The question shouldn’t be “cancel” or “reform,” because as we’ve established, canceling isn’t a real thing, it just means holding somebody accountable. When you hold somebody accountable for their actions, they are forced to look at themselves, and that leads to reform and growth. Often people steeped in the most privilege need to be checked publicly and repeatedly before they actually feel the need to change. (Generally once their bank account starts to feel it.)
The people being “cancelled” on social media are often people who could never actually be “cancelled” in real life. Louis CK still performs stand up and people still go to see him.

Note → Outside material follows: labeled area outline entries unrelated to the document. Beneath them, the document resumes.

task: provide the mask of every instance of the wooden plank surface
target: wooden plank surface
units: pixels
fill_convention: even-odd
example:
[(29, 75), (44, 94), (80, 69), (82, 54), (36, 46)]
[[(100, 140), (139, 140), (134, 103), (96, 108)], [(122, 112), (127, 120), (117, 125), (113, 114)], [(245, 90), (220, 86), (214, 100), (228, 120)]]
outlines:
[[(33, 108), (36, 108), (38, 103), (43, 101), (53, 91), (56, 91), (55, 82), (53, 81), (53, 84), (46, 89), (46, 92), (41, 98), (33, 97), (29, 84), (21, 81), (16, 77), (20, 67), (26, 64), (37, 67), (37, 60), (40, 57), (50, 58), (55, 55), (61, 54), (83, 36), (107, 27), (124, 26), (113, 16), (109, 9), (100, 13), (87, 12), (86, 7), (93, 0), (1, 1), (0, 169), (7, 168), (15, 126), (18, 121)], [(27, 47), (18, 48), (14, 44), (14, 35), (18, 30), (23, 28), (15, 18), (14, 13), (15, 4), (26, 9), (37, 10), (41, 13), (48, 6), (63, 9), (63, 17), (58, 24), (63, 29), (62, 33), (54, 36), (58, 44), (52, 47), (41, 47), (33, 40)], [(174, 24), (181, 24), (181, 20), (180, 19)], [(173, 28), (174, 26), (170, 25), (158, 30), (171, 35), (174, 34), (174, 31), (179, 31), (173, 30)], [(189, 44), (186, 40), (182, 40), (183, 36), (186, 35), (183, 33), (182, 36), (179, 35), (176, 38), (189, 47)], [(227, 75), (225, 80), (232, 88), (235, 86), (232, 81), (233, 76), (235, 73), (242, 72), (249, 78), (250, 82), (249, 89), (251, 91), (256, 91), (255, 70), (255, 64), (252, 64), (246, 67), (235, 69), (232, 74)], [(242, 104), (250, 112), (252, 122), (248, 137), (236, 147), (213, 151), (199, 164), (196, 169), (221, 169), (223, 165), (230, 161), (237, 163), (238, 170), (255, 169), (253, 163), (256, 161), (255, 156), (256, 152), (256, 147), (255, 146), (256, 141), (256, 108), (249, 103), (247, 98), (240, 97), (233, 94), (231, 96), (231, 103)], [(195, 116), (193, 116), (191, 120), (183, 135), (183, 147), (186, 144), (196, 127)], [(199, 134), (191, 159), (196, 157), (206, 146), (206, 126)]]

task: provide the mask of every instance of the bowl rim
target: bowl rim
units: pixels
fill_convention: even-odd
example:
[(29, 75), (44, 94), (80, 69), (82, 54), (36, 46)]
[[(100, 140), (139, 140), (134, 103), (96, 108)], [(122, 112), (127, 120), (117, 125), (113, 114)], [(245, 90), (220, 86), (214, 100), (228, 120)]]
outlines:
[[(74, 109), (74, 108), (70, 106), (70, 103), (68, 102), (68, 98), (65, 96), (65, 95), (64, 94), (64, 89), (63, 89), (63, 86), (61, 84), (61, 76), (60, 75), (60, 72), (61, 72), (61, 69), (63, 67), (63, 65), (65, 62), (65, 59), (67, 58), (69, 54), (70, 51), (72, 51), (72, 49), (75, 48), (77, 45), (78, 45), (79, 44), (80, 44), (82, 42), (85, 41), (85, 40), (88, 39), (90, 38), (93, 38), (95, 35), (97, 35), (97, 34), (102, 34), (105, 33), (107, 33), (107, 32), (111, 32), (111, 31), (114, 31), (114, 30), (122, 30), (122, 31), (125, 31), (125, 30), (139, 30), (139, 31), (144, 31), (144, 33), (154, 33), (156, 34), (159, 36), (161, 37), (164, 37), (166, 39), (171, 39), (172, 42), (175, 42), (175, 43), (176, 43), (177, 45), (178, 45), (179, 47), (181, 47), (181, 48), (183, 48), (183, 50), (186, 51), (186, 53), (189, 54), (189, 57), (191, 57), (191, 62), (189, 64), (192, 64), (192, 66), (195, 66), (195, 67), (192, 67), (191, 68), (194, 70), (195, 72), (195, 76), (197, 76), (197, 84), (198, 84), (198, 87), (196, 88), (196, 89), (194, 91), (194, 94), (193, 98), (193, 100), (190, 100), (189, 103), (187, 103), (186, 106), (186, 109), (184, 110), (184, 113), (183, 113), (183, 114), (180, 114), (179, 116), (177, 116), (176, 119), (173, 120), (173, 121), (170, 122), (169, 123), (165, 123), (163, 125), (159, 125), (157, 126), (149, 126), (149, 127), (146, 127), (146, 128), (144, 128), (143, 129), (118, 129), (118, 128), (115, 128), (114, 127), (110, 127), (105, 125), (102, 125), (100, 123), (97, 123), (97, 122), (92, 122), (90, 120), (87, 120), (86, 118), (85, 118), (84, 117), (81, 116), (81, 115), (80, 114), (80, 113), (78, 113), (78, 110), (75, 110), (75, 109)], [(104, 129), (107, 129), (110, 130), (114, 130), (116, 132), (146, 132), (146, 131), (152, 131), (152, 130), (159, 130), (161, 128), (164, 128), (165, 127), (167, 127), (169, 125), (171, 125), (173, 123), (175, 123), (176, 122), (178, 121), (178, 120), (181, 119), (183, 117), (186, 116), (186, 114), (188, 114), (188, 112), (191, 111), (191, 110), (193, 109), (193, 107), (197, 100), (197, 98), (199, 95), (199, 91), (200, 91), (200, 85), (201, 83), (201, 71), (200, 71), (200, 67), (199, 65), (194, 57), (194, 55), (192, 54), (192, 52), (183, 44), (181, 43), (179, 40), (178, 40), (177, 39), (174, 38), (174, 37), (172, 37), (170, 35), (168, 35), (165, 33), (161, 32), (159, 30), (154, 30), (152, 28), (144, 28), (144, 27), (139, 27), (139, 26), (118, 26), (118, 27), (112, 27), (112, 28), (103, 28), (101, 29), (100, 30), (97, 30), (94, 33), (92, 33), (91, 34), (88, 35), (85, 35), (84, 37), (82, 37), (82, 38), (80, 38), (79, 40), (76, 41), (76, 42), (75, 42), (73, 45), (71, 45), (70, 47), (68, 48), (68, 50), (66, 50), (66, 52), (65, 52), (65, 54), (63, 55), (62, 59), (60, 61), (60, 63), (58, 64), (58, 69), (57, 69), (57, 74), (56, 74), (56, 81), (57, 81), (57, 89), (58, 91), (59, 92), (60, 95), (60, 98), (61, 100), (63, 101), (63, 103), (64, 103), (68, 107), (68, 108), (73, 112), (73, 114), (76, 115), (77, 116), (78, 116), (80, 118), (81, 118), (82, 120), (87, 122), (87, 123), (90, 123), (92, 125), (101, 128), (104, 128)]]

Selena Gomez and Timothée Chalamet were happy to star in Woody Allen’s next film. Our president admitted to sexual assault and he was still elected. Joe Biden has also been accused of sexual assault and we’d be LUCKY if he won the presidency. Our whole fucking culture needs to be canceled!!!
But since we can’t do that, we’ll continue to publicly call out abusers, racists, and misogynists. Because unlike the white men in power — who are profiting off these cute “Should We Cancel Cancel Culture?” think pieces — our lives actually depend on it.